A nationwide cross-sectional study in Switzerland. Univariate and multivariate linear regressions were calculated to identify variables associated with health literacy. A multiple imputation approaches was used to deal with missing values. Multimorbid patients recruited in primary care settings (n=888), above 18 years old and suffering from at least 3 of 75 chronic conditions on a predefined list based on the International Classification of Primary Care 2.

Health literacy was assessed using the European Health Literacy Survey project questionnaire (HLS-EU 6). This comprises six items scored from 1 to 4 (very difficult=1, fairly difficult=2, fairly easy=3, very easy=4), and the total health literacy score is computed as their mean.
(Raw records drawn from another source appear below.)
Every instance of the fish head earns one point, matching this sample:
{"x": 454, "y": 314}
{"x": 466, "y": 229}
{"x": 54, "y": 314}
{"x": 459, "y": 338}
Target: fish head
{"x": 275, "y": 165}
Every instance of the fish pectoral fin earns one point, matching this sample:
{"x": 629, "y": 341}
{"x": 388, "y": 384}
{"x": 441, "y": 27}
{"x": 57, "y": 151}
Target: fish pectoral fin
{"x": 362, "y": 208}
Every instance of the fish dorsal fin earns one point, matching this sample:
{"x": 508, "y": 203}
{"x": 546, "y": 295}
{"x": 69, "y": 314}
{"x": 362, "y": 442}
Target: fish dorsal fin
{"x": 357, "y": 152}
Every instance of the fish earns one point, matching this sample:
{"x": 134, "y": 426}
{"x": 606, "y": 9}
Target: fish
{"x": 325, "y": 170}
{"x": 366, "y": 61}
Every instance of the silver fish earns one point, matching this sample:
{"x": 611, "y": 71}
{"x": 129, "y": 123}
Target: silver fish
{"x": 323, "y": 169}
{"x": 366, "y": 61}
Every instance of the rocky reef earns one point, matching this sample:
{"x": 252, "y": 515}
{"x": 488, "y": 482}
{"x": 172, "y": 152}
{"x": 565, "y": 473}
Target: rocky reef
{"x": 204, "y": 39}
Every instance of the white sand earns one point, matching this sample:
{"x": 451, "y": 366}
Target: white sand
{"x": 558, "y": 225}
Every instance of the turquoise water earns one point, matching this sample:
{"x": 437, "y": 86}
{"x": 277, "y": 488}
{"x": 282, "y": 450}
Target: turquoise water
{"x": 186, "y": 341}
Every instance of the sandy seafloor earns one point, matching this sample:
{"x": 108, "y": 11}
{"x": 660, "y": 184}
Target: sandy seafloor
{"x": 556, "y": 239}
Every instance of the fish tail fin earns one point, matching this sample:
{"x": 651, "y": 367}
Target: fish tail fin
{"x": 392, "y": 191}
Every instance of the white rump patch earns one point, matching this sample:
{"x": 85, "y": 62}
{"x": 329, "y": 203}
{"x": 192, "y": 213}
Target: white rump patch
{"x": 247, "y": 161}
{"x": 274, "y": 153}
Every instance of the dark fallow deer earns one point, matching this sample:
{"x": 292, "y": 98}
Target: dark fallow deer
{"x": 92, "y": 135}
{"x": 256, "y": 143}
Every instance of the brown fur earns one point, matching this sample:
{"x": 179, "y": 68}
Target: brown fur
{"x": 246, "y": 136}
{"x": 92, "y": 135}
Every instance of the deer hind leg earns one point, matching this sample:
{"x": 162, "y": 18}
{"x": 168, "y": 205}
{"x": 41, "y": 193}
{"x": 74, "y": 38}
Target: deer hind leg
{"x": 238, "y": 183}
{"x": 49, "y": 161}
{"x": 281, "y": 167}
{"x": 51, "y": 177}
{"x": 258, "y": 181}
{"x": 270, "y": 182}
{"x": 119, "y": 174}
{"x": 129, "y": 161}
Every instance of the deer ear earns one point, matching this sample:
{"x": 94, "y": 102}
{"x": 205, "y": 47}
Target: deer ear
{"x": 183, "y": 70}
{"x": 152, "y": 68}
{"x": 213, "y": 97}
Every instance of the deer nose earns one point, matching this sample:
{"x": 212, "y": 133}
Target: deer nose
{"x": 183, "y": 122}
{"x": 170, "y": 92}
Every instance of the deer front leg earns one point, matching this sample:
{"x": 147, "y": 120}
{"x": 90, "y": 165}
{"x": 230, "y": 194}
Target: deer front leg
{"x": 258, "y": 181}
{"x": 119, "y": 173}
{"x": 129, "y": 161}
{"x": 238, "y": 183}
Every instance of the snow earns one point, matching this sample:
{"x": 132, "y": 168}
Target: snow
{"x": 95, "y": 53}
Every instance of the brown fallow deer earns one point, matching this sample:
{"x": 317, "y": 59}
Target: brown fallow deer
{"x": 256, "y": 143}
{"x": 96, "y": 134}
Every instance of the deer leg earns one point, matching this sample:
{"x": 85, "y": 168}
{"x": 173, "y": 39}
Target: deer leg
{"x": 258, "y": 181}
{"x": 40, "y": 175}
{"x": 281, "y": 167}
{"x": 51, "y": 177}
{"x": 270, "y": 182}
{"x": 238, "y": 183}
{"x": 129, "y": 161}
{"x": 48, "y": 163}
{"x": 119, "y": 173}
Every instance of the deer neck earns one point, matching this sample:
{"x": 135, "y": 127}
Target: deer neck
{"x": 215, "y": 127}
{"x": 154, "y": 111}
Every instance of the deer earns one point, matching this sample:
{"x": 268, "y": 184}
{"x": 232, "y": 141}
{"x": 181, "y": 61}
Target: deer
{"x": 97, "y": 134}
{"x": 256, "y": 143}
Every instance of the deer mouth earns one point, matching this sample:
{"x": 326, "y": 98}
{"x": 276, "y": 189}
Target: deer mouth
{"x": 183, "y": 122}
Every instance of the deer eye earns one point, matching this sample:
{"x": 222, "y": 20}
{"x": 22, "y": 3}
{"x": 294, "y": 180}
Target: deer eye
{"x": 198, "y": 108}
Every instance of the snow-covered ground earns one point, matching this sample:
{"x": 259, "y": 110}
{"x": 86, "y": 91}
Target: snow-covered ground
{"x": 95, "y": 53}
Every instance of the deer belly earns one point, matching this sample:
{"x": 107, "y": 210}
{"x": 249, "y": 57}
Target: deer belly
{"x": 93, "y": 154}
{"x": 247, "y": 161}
As we wished to understand the determinants associated with lower health literacy, the HLS-EU 6 score was the only dependent variable; all other covariates were considered independent.

The mean health literacy score (SD) was 2.9 (0.5). Multivariate analyses found significant associations between low health literacy scores and treatment burden scores; marital status, predominantly the divorced group; dimensions of the EuroQuol 5 Dimension 3 Level (EQ5D3L) quality of life assessment, that is, for moderate problems with mobility; and with moderate problems and severe problems with anxiety/depression.

The present study highlights factors associated with HL (health literacy) in multimorbid patients in primary care: a high treatment burden, altered quality of life by problems with anxiety or depression and poor mobility were associated with a low level of HL. This could guide GPs in their daily practice and help them to better identify patients at risk of having low HL. Even though with the current state of knowledge, researchers cannot demonstrate causal relationships between multimorbidity and the treatment burden, GPs should carefully weigh up how best to transmit clinical information to patients whom they believe to be at risk of low HL.